Pump up the presentation

But, of course, the real key to a delivering a memorable event is the actual presentation.

“Move beyond bullet points and one-way communication,” says Alex Goudge, marketing manager of Hitachi Interactive Solutions. “Engage the audience by asking for their input, use imagery – both static and moving – use sound and colour. If you were presenting to a group of teenagers in a school, you wouldn’t expect them to sit for an hour reading bullet points – they would get bored and start misbehaving. While businesspeople are far more polite, the rules of engagement are similar – stimulate their senses and they will listen to what you have to say and be more willing to contribute themselves.”

And just as Webb consigned theatre-style auditoriums to the dustbin, Nigel Scott, creative director of live marketing agency Out of the Blue does the same to Powerpoint.
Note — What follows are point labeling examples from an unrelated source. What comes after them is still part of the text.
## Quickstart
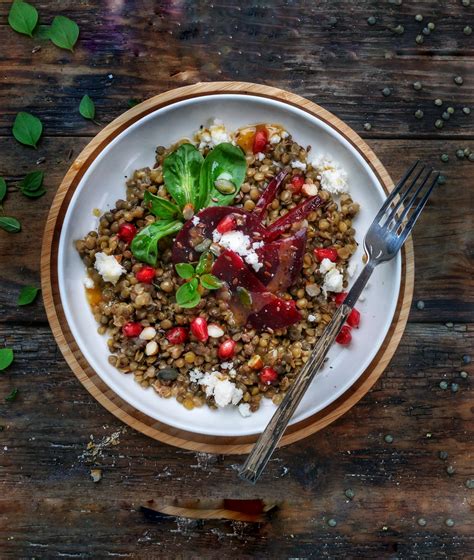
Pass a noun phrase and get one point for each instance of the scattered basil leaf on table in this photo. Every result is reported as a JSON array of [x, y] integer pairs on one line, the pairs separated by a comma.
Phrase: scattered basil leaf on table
[[181, 174], [187, 295], [27, 295], [222, 174], [210, 282], [3, 188], [185, 270], [12, 225], [6, 357], [32, 185], [27, 129], [145, 244], [64, 32], [161, 207], [12, 396], [23, 17], [87, 108]]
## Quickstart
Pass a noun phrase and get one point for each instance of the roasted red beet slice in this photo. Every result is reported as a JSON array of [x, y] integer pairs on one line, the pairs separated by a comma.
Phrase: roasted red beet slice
[[282, 261]]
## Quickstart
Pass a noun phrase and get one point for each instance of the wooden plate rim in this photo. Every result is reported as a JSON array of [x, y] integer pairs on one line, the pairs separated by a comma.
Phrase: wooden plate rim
[[90, 379]]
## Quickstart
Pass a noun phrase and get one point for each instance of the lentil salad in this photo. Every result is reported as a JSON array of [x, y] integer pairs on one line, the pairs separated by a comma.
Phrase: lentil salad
[[223, 304]]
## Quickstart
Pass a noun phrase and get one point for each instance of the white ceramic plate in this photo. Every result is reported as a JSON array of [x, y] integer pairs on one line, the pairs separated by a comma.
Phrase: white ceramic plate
[[104, 183]]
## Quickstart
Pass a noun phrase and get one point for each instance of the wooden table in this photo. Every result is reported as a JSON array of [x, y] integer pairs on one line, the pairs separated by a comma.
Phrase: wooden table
[[326, 51]]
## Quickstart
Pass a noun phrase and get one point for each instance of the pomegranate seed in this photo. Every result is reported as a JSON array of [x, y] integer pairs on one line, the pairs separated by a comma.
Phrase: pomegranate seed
[[226, 224], [260, 140], [344, 337], [127, 232], [132, 330], [338, 300], [268, 376], [177, 335], [226, 349], [328, 253], [145, 274], [199, 329], [354, 319], [297, 183]]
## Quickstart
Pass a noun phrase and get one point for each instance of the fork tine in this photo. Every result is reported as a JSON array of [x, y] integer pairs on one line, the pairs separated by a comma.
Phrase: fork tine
[[417, 211], [395, 192]]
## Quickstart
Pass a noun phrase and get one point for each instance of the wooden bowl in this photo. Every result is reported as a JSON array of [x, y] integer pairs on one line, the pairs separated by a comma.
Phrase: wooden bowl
[[91, 380]]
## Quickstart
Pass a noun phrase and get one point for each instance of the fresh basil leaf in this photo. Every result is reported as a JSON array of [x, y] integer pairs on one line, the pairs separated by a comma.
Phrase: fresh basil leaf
[[87, 108], [181, 173], [12, 396], [161, 207], [12, 225], [64, 32], [206, 260], [222, 174], [3, 188], [185, 270], [6, 357], [187, 295], [23, 17], [145, 244], [211, 282], [27, 295], [27, 129]]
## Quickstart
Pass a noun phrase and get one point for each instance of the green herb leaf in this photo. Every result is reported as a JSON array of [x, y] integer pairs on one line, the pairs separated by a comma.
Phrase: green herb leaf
[[27, 295], [181, 173], [32, 185], [64, 32], [211, 282], [185, 270], [12, 225], [27, 129], [187, 295], [12, 396], [6, 357], [87, 108], [3, 188], [23, 17], [206, 260], [161, 207], [145, 244], [222, 174]]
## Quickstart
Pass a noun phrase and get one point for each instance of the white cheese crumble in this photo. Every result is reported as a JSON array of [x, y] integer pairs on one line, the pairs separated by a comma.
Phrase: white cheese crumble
[[241, 244], [108, 267], [244, 410], [333, 178]]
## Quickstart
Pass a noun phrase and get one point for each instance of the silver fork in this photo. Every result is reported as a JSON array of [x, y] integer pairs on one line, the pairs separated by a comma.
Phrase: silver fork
[[383, 240]]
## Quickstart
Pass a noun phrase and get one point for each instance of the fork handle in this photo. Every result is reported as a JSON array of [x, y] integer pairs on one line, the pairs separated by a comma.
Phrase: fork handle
[[268, 440]]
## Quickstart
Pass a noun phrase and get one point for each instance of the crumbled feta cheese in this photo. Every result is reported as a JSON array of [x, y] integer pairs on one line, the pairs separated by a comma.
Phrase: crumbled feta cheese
[[241, 244], [108, 267], [298, 165], [244, 410]]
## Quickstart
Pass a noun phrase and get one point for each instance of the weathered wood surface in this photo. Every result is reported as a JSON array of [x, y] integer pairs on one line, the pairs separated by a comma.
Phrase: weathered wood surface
[[325, 51]]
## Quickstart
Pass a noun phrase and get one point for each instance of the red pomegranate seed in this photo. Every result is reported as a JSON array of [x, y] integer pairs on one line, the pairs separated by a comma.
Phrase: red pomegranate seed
[[344, 337], [338, 300], [132, 330], [268, 376], [177, 335], [226, 349], [226, 224], [328, 253], [297, 183], [354, 319], [127, 232], [199, 329], [145, 274], [260, 140]]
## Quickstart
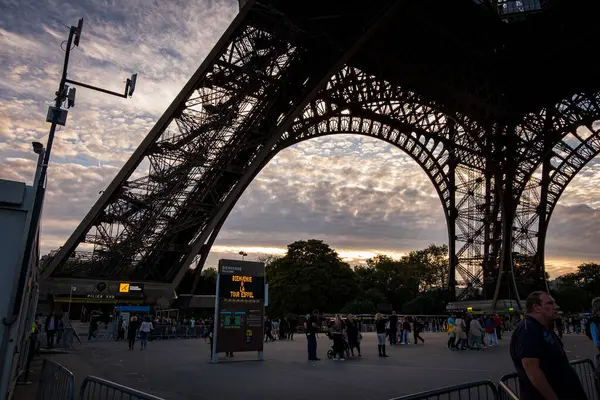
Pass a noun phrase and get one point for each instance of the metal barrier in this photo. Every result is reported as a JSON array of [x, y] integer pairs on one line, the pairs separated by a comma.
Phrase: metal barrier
[[94, 388], [56, 382], [480, 390], [505, 393], [511, 381], [586, 371]]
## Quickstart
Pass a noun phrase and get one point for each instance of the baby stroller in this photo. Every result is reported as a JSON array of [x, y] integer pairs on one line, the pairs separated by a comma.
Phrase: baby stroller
[[331, 353]]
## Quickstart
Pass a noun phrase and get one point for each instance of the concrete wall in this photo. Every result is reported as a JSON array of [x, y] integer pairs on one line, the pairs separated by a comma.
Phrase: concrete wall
[[16, 202]]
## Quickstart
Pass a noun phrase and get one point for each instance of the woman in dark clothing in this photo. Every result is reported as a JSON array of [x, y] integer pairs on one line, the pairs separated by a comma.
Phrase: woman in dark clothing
[[337, 335], [380, 324], [417, 328], [353, 334], [132, 331]]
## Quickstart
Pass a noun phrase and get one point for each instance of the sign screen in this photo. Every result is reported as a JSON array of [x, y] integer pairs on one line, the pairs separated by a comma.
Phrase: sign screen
[[239, 316], [241, 287]]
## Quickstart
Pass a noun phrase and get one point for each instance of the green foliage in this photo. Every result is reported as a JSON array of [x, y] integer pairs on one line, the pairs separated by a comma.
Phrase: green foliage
[[311, 275], [576, 290], [359, 306], [428, 303]]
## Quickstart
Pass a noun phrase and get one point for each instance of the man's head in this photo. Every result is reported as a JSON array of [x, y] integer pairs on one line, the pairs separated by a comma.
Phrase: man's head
[[541, 306], [596, 306]]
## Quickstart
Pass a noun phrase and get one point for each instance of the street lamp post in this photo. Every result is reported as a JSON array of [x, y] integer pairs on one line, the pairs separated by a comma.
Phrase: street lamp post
[[56, 116], [73, 288]]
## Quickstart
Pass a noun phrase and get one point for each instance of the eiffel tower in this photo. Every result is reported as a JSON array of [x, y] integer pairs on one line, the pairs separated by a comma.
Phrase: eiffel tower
[[498, 101]]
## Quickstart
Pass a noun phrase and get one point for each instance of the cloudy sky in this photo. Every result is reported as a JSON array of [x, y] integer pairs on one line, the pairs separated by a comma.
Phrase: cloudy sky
[[360, 195]]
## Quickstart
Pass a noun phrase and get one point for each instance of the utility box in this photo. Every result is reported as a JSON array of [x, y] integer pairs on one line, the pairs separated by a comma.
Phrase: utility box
[[16, 204]]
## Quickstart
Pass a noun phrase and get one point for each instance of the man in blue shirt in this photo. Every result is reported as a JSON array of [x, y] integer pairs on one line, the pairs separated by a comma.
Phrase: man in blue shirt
[[594, 323], [538, 355]]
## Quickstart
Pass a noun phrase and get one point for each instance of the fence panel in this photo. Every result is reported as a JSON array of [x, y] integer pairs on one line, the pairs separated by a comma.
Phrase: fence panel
[[505, 393], [511, 381], [586, 371], [480, 390], [56, 382], [94, 388]]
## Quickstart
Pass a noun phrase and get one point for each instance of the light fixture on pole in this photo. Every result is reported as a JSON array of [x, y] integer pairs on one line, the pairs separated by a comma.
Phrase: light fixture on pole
[[56, 116], [73, 288]]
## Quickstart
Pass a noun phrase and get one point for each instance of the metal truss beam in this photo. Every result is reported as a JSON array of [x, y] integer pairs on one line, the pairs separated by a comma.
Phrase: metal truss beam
[[208, 146]]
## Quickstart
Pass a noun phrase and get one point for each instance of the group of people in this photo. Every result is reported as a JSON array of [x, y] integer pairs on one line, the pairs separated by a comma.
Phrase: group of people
[[466, 331], [346, 336], [280, 329], [538, 353]]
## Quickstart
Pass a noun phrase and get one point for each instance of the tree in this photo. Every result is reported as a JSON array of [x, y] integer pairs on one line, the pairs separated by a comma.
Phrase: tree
[[359, 306], [431, 265], [310, 276], [577, 289]]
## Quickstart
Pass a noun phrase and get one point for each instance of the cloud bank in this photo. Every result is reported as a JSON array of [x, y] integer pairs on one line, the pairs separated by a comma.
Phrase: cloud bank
[[360, 195]]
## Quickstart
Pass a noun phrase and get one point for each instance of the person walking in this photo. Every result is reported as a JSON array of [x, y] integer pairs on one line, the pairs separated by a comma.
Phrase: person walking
[[393, 328], [132, 331], [145, 330], [380, 324], [353, 333], [539, 357], [417, 328], [93, 329], [310, 327], [592, 330], [51, 325], [337, 334]]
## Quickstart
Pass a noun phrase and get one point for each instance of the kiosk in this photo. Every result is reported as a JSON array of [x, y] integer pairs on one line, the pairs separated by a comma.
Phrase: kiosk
[[240, 308]]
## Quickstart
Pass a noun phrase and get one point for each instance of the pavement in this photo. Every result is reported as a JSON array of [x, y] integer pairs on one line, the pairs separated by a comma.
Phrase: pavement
[[181, 369]]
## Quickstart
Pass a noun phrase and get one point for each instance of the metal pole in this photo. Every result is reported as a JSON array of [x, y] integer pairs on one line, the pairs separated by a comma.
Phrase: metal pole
[[70, 298], [39, 194], [214, 355]]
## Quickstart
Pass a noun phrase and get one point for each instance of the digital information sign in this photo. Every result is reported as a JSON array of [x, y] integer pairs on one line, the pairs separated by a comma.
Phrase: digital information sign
[[240, 308]]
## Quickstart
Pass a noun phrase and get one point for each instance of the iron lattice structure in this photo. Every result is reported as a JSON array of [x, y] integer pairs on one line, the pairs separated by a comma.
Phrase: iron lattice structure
[[476, 92]]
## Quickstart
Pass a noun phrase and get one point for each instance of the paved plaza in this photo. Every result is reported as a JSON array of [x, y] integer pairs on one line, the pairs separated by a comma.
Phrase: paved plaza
[[180, 369]]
“The biggest worry about any conference is death by Powerpoint,” he says. “Any good conference will do its utmost to avoid this at all costs. Yes, presenters need a basic visual guide for their presentation but this need not always be a powerpoint document.”

Scott suggests numerous ways in which this can be achieved, such as:
• Animation (cartoons or flash)
• Actors
• Video mood reel
• Performance artists
• Interactive key pads
• Breakout sessions
• Q&A sessions

“But beware,” he warns, “it is also easy to over-entertain and lose the message.”

So, basically, don’t overdo it. “Your communication should be tailored to your audience. How old are they? What is the culture of the group? What are their expectations of the event and how do you want them to feel afterwards?” says Archer Young’s Hunt.

Make your conference as interesting, exciting, interactive and entertaining as possible so as to enrapture your audience. As with all live marketing, the aim should be to create an experience. But make sure the techniques you use are appropriate for your delegates and enhance your message rather than overpower it.